Resulting from the financial crisis, bank lending in Europe was constrained for a long time which affected the real estate investment structure. In the fourth paper, Falkenbach, Zhukovski and Bouchouicha analyse the debt diversification strategies in 102 European public real estate companies during that period. The authors evaluate the role of a diversified debt structure on investments flows and concluded that debt structure shows significant importance for European listed real estate companies’ investment activities and issuance of public debt can help companies counterbalance the adverse effects of restricted bank loan supply on the investment levels.

Another possibility during distorted periods is to find alternative investment assets. Sumer and Ozorhon evaluate whether investment in gold was more attractive than in REITs during the financial crisis. The paper examines and compares the returns of both assets in the Turkish market and finds an asymmetric reaction in that the REIT index performs better than gold prices, but it was a riskier instrument, while gold prices did not affect the returns of the REIT.

The portfolio realignment then becomes the main concern for investment decision-making in a distorted period. Cooke, Appel-Meulenbroek and Arentz, in the sixth paper of this issue, analyse those variables influencing Corporate Real Estate (CRE) decision-making, evaluate their relevance and explain their rationale and the implications for CRE managers.

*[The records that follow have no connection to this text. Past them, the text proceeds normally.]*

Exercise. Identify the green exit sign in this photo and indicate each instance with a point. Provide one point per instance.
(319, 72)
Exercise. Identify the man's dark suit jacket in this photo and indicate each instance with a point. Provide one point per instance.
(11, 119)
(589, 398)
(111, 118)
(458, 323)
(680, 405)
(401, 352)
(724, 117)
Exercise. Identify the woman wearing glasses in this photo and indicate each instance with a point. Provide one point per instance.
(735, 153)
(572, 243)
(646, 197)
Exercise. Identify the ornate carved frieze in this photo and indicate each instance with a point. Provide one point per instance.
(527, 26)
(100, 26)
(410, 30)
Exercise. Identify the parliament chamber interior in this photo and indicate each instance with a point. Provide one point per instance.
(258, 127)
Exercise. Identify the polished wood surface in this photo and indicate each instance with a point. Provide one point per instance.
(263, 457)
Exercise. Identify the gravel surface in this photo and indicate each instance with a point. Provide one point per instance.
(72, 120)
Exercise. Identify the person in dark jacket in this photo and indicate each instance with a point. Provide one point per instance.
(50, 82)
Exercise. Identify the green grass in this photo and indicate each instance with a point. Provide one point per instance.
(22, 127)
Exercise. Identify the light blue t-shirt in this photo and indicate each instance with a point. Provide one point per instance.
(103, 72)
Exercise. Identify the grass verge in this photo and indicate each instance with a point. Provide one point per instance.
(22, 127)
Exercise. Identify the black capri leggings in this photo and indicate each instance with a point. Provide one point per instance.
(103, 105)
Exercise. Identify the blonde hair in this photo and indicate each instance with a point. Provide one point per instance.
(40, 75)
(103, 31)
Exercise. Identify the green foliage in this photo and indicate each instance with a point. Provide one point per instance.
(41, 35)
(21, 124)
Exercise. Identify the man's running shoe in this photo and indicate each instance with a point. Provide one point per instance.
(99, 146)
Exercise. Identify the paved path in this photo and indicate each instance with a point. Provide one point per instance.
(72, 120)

The decision variables identified in their research were well-established options for practitioners, defined as solving the problems and reflecting the specified scenario or various sectoral issues.

The final two papers in the issue are devoted to understanding the real estate sector’s scope, either from the global or educational perspectives.

Wisniewki and Brzezicka discuss the factors that support the implementation of global processes on the real estate market in a multidimensional analysis to quantify how European real estate becomes universal from local particularisms. By calculating the Glocal Real Estate Market Index (GREMI) with data for 12 EU countries, the paper found that all countries analysed improved their position on this index, suggesting a gradual opening up to globalisation of real estate sectors without losing their local character.

All those changes affect the need for education of a future real estate practitioner. In the last paper, Saija Toivonen argues that new skills and thinking are required to establish sustainable decision-making in the real estate industry. The wheel method of learning is proposed to be used in real estate education to address the capabilities needed for the future development of the real estate field.